The aim of these emails is to Spear a big fish or two, a CPA will lots of tax records on their computer and who is dumb enough to click on email attachments, you can imagine the rest.

It happens alot, several US local government comptrollers were caught this way only last year and lost a collective $3.6M.

So take this information in the way I hope it is given, in friendship and in the vicarious nature that in some way there is a D Gorman out there worth scamming.

P.S. If you want a good way of avoiding SPAM, try running it though a gmail account, their free and can fetch you email for any other accounts and collect in one nicely ordered place. Believe me it works, being a web-developer I have upwards of 30 email accounts for different clients, servers etc. and my SPAM folder gets around 900,000 real spam entries a month which are deleted automatically after 30 days; though my inbox rarely has one in the same period.

Dave Gorman said...

@Gary Thanks for this... but it raises as many questions as it tries to answer.
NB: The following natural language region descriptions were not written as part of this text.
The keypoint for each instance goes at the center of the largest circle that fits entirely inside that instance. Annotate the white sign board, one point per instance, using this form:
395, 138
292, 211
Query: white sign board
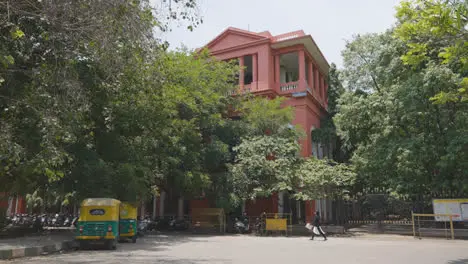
456, 207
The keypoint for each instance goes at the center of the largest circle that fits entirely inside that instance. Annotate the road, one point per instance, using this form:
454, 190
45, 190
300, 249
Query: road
272, 250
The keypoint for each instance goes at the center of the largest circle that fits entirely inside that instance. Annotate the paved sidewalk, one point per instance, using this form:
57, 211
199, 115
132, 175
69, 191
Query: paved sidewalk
35, 245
If it is spear-phishing and they're after a particular D Gorman who's a CPA, surely they'd be able to look him up and find his actual email address.

That would be far easier than sending thousands of emails to thousands of might-bes. Why would they take the more difficult scatter-gun approach if their target is a specific, findable individual.

But let's assume they're scattergunning in an attempt to hit the one D Gorman they're after... surely the right thing to do then would be to send all the D Gormans they can find one version of the email and see if they get a response. If they don't get one, try another version of the email... and so on.

Instead they chose to send multiple variations of the same email at the same time. So multiple copies arrive in my inbox together. They're contradictory. Someone who might fall for one will have alarm bells ringing when they see four and realise they're different and couldn't all be legit.

And the question as to why criminals who are sophisticated enough to create these emails are not smart enough to get someone who has English as a first language to write them.

If it's spear-phishing as you suggest they're doing everything they can to make it as ineffective as possible.